Transactional shopping

As the entrepreneur sees it, online is challenging for all grocery retailers because, while much of the market is moving online, basket sizes are shrinking and there is much more transactional shopping.

“It is a rapidly expanding market and the balance sheets of these major companies have struggled with the capital expenditure requirements required to meet the demand. Specifically where we add value for our partners is with same-day delivery. Retailers may be able to do next-day, but we are the only service that can do large baskets in such a short time,” he adds.

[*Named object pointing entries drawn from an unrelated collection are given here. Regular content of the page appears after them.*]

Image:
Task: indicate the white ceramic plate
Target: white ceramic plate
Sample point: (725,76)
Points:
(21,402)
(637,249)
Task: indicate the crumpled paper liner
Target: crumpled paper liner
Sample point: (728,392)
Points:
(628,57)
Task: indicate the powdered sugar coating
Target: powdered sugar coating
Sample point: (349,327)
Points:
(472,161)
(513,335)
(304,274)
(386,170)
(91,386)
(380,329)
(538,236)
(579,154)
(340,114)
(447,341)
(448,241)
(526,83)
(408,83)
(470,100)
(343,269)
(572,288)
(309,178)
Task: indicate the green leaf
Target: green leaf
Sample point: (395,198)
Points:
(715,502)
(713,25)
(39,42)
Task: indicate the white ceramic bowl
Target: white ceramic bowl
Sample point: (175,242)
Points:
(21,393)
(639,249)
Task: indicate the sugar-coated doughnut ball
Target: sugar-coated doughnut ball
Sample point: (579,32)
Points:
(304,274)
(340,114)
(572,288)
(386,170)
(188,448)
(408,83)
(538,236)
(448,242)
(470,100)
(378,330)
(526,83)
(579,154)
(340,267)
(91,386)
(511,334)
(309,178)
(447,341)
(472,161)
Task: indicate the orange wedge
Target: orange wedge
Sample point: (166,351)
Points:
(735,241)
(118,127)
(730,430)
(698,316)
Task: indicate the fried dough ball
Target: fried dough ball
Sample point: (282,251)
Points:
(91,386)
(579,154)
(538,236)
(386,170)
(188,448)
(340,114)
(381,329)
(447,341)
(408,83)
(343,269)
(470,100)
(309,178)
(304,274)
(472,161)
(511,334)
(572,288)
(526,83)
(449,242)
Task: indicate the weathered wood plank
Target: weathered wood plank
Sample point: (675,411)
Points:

Born in Dunshaughlin, Co Meath, and now living in Stillorgan with his wife Laiz Ferreira-Hughes and of course, Dorian, the 32-year-old admits to being a risk taker, something he thinks may stem in part from having parents who were keen on skydiving.

As he looks ahead, he expects to have to take plenty more risks as the business grows, especially if he wants to take it as far as he envisages.

“In five years’ time, we’ll be the number one grocery ecommerce platform in Ireland and will be a much bigger business than we are now,” he says.

“One of my personal milestones is that I’ll take Buymie public. We’re a long way from that at the moment but it is something I believe is achievable,” Hughes adds.